The high court on Tuesday postponed the urgent application by the Mango Pilots Association, the SA Cabin Crew Association and the National Union of Metalworkers of SA (Numsa) until Friday.
Numsa and the two associations want the court to urgently place Mango under business rescue.
According to the unions, acting Mango chief executive William Ndlovu informed them earlier this year that due to outstanding funding from its shareholder SAA its lessors were being intolerant of missed payment deadlines.

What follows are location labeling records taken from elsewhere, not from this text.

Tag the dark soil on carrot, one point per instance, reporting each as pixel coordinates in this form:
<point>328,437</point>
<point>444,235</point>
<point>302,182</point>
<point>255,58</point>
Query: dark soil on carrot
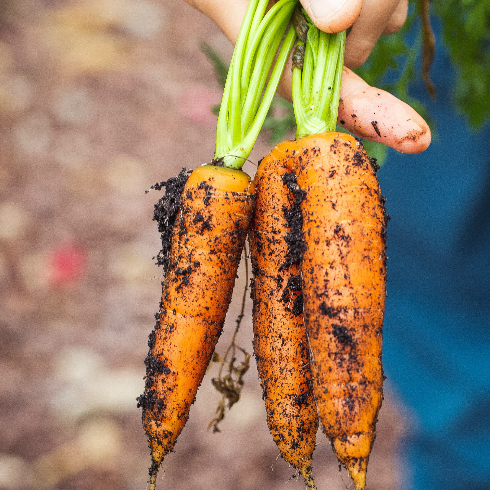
<point>98,101</point>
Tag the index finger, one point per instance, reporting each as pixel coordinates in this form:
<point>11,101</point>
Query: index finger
<point>377,115</point>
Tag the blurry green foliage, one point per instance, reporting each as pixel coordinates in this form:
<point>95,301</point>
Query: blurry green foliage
<point>395,62</point>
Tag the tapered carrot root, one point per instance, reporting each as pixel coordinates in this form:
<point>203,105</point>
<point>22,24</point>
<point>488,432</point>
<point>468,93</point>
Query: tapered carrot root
<point>280,343</point>
<point>344,276</point>
<point>207,241</point>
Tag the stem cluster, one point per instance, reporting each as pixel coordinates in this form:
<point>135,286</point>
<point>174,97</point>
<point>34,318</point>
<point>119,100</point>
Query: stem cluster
<point>262,49</point>
<point>316,80</point>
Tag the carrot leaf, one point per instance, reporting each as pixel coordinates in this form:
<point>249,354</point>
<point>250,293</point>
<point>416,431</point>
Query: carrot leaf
<point>261,51</point>
<point>317,74</point>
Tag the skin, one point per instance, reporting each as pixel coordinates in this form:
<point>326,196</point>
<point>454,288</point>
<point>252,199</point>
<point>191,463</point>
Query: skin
<point>280,342</point>
<point>402,127</point>
<point>207,243</point>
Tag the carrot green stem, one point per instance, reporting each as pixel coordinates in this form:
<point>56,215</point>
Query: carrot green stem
<point>260,54</point>
<point>316,85</point>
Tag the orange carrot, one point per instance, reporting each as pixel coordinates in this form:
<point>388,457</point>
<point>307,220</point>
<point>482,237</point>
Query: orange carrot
<point>280,343</point>
<point>344,274</point>
<point>206,245</point>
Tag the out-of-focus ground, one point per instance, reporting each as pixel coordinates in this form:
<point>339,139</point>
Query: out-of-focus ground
<point>100,99</point>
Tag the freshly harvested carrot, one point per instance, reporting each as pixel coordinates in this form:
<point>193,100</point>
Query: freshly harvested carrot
<point>280,343</point>
<point>343,273</point>
<point>207,241</point>
<point>344,279</point>
<point>209,232</point>
<point>343,267</point>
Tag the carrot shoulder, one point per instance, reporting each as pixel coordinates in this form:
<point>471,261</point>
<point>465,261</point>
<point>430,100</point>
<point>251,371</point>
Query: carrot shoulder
<point>208,237</point>
<point>280,343</point>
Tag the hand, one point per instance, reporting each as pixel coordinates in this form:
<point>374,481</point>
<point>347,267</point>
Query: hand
<point>365,111</point>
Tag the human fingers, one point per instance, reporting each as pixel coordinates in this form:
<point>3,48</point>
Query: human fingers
<point>377,115</point>
<point>376,16</point>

However, in its response to Numsa and the two associations’ bid, Mango warned them that they may not bring an application to place a company in business rescue proceedings once a resolution has been taken by its board in terms of the Companies Act.

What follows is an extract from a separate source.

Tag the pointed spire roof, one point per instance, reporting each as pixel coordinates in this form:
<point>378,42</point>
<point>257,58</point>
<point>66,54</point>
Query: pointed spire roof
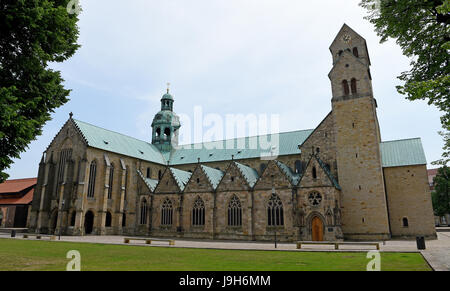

”Your clients are invited to withdraw their application, failing which an adverse costs order will be sought against your clients and your firm,” wrote Mango’s lawyers Werksmans Attorneys to the unions’ legal representatives Stein Scop Attorneys last Thursday.
Mango said the associations and Numsa acknowledge that its board adopted a resolution on April 16, 2021 in terms of the Companies Act to place the airline in business rescue and that concurrence of Public Enterprises Minister Pravin Gordhan was required under the Public Finance Management Act (PFMA) before the resolution could be filed with the Companies and Intellectual Property Commission (CIPC).
The airline also indicated that the resolution to place the company under business rescue was taken well before one of its creditors Aergen Aircraft Four Limited brought its liquidation application on April 28 this year.
Mango is also facing a liquidation application expected to be heard in the South Gauteng High Court, which has been filed by Irish company and one of its lessors Aergen Four Aircraft, which has agreed to postpone its liquidation hearing to later this month to allow Mango time to start the business rescue process.
Numsa and the associations have questioned Mango’s shareholder SAA of desperately needing the unions to withdraw their urgent business rescue application.
”Based on their actions we can presume the SAA board and the Department of Public Enterprises have decided that Mango must die, so that Lift, its competitor can dominate as a low-cost carrier. Global Airways is a partner of the Takatso Consortium, which is due to take over at SAA. Global Airways owns Lift,” the unions complained.
Among the explanations for Mango’s decision to opt for business rescue, Ndlovu told the high court that before the Covid-19 pandemic the airline’s operating profit for 2019 was over R977.5 million.
”However, since the onset of the pandemic, the company's operating profit declined for the year ending 2020 to R467m, and declined further for the year ending 2021 to an operating loss of R157.1m,” reads Mango’s answering affidavit filed last Friday.
Mango is opposing the unions’ application and has initiated its counter-application and wants the court to declare as invalid the CIPC’s refusal to process the company's board resolution to be placed under voluntary business rescue.
It has also asked the court to find that the CIPC’s refusal to change to the company's enterprise status to "in business rescue" once its resolution was filed to be declared invalid and wants a declaratory order that its business rescue proceedings became effective from July 28 when it filed the resolution.
Mango wants the CIPC to be directed to immediately change its enterprise status to "in business rescue".
The CIPC has informed Mango that a notice and documents in support of an entity being placed under business rescue must be filed within five business days from date of resolution or else the resolution becomes a nullity and a new notice cannot be filed within a three-month period unless a court approves the filing.